Satisfeito, ele se pôs de pé, arrancando pedaços de couro carbonizados junto com porções de pele grudada neles, abrindo grandes feridas que imediatamente começavam a se fechar. Agora seus olhos estavam perfeitos novamente. Afastou-se do incêndio. Ficou durante alguns minutos olhando para as estrelas, permitindo que a brisa da noite lhe esfriasse o corpo. Olhou para o horizonte e viu as luzes dos radlights vindo da cidade mais próximas.
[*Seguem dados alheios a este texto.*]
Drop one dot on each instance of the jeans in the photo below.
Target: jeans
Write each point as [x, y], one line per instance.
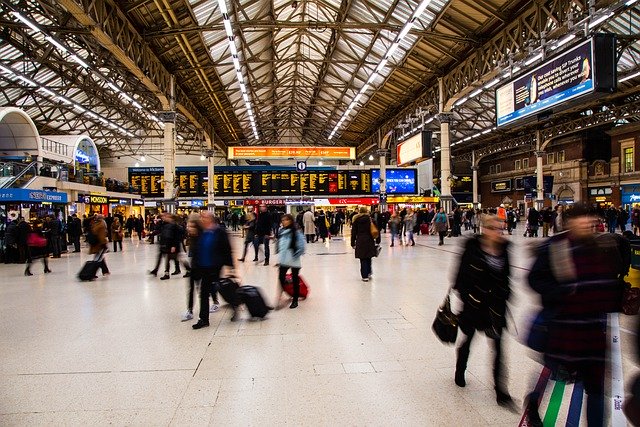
[365, 267]
[498, 366]
[295, 278]
[208, 286]
[256, 244]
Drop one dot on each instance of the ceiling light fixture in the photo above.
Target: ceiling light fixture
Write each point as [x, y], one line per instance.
[394, 46]
[236, 64]
[600, 20]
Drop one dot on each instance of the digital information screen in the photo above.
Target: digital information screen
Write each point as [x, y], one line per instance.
[193, 182]
[558, 80]
[150, 181]
[399, 181]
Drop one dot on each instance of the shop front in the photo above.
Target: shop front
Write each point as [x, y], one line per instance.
[600, 196]
[94, 204]
[31, 204]
[630, 196]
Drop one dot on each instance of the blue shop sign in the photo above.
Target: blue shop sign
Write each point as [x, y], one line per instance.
[33, 196]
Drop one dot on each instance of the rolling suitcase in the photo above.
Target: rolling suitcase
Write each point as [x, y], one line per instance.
[288, 286]
[252, 298]
[89, 270]
[228, 287]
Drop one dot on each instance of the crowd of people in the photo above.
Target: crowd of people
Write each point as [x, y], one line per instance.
[578, 269]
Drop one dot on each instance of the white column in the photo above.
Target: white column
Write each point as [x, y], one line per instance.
[444, 116]
[169, 163]
[382, 153]
[210, 172]
[539, 173]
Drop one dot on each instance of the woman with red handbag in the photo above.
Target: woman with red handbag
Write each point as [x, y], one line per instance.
[36, 247]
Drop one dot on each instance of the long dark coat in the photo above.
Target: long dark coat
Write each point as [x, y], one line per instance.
[361, 237]
[484, 290]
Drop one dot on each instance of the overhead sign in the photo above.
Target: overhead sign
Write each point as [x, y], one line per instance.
[265, 152]
[500, 186]
[412, 199]
[415, 149]
[399, 181]
[33, 196]
[572, 74]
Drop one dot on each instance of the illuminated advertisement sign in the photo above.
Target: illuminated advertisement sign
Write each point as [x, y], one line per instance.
[399, 181]
[582, 70]
[500, 186]
[263, 152]
[414, 149]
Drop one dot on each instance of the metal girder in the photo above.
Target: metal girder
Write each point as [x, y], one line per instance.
[629, 110]
[111, 28]
[345, 27]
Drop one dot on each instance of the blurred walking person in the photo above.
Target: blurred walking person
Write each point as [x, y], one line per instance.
[578, 275]
[117, 234]
[483, 285]
[364, 242]
[291, 246]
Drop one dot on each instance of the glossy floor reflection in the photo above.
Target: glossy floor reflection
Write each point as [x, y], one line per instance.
[114, 351]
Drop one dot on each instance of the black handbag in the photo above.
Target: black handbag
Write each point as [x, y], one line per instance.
[445, 325]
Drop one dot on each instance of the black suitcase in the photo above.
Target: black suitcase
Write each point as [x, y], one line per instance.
[89, 270]
[252, 298]
[228, 287]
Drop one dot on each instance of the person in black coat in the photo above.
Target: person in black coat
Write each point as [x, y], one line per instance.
[364, 242]
[74, 229]
[263, 233]
[211, 251]
[483, 285]
[169, 245]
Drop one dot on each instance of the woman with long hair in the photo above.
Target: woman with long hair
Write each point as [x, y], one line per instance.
[291, 246]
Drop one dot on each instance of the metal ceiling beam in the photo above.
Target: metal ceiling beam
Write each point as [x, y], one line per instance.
[111, 28]
[346, 27]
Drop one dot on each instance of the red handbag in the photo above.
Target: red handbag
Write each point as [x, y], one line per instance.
[288, 286]
[36, 241]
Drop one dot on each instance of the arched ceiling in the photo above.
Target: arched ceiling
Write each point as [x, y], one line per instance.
[293, 72]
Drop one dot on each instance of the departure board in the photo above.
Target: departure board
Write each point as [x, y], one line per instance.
[194, 182]
[150, 181]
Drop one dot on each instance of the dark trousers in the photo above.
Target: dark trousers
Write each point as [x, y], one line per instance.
[498, 367]
[167, 265]
[295, 278]
[365, 267]
[209, 278]
[259, 240]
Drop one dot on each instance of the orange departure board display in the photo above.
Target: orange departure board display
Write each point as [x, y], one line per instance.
[194, 182]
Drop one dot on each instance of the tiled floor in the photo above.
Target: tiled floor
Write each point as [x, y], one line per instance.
[114, 351]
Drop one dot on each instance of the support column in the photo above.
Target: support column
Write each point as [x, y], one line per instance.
[382, 153]
[169, 151]
[445, 116]
[539, 172]
[211, 160]
[474, 169]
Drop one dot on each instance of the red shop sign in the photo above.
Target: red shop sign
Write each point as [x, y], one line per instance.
[355, 201]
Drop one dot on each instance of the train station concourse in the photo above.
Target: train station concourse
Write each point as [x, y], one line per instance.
[115, 351]
[145, 143]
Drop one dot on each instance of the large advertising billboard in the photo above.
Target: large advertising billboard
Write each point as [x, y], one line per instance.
[265, 152]
[567, 76]
[399, 181]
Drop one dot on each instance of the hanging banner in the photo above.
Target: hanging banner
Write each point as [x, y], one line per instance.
[263, 152]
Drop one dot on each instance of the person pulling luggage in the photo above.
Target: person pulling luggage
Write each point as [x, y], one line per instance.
[210, 253]
[291, 247]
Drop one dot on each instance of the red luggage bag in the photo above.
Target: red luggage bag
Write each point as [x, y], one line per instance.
[288, 286]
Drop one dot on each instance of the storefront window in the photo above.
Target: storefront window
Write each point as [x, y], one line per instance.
[628, 160]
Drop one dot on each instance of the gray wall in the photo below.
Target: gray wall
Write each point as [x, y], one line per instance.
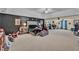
[8, 23]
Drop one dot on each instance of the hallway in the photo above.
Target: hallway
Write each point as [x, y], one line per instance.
[57, 40]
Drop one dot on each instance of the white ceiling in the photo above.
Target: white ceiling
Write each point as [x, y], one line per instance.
[38, 12]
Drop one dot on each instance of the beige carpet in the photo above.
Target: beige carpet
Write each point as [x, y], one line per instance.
[57, 40]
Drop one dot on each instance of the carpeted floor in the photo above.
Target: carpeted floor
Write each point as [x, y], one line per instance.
[57, 40]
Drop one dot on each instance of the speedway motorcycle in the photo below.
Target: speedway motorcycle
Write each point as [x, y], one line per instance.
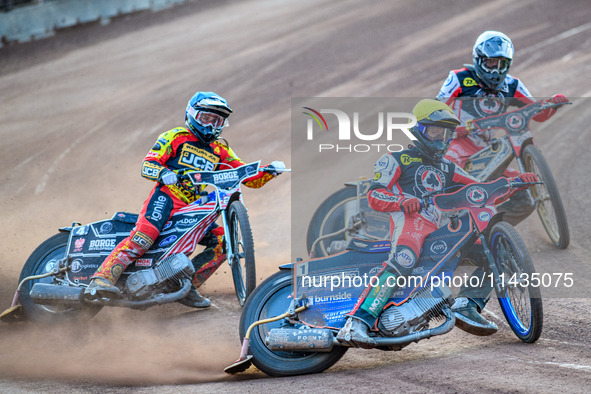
[290, 322]
[53, 279]
[346, 213]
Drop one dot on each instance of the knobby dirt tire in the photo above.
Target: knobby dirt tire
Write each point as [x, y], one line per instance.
[522, 301]
[550, 207]
[40, 262]
[240, 237]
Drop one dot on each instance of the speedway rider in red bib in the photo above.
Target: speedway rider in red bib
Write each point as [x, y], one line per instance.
[197, 147]
[483, 89]
[400, 179]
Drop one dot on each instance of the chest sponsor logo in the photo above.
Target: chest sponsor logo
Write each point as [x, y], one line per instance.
[167, 241]
[78, 265]
[102, 244]
[78, 244]
[106, 227]
[143, 263]
[429, 179]
[150, 170]
[438, 247]
[406, 159]
[405, 258]
[476, 195]
[225, 177]
[158, 208]
[484, 216]
[515, 122]
[185, 223]
[470, 82]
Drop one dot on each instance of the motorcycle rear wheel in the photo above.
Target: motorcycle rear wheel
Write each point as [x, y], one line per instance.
[520, 301]
[548, 202]
[272, 298]
[40, 262]
[240, 237]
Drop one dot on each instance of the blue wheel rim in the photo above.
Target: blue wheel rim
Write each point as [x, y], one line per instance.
[506, 304]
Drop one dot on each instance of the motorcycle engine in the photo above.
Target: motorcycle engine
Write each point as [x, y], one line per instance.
[163, 277]
[416, 313]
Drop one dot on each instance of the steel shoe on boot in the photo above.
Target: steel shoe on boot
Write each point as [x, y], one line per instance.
[101, 287]
[195, 300]
[355, 332]
[469, 320]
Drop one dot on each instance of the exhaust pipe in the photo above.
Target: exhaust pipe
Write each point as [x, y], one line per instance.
[56, 295]
[300, 340]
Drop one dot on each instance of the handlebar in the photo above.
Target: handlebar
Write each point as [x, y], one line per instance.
[481, 125]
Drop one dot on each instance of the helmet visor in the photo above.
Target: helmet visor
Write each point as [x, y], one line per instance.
[492, 64]
[438, 133]
[208, 118]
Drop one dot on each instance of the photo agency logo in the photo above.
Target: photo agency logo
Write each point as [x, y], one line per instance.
[350, 136]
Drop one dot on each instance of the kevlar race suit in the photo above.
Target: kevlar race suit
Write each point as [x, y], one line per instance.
[397, 177]
[174, 150]
[469, 99]
[463, 83]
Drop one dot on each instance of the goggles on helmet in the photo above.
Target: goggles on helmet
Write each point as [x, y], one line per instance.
[492, 64]
[207, 118]
[436, 133]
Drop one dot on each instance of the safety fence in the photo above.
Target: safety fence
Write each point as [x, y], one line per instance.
[26, 20]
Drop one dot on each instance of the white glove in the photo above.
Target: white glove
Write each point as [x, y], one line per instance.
[168, 177]
[278, 166]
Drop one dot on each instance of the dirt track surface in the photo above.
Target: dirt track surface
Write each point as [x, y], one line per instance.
[80, 110]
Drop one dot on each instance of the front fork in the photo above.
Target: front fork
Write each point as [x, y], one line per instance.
[230, 253]
[522, 169]
[498, 282]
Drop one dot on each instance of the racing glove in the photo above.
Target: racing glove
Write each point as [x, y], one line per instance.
[410, 205]
[276, 167]
[168, 177]
[557, 99]
[528, 177]
[461, 132]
Em pouco tempo estariam aqui. Ele agarrou o corpo do homem no chão, jogou no porta malas do seu próprio carro, sentou ao volante e fugiu.
Já bastava de diversão por esta noite. Agora era hora de se livrar do corpo e do carro. Tarefas a se cumprir ainda antes do Sol nascer. Então seria hora de descansar bastante, até ficar pronto para outra.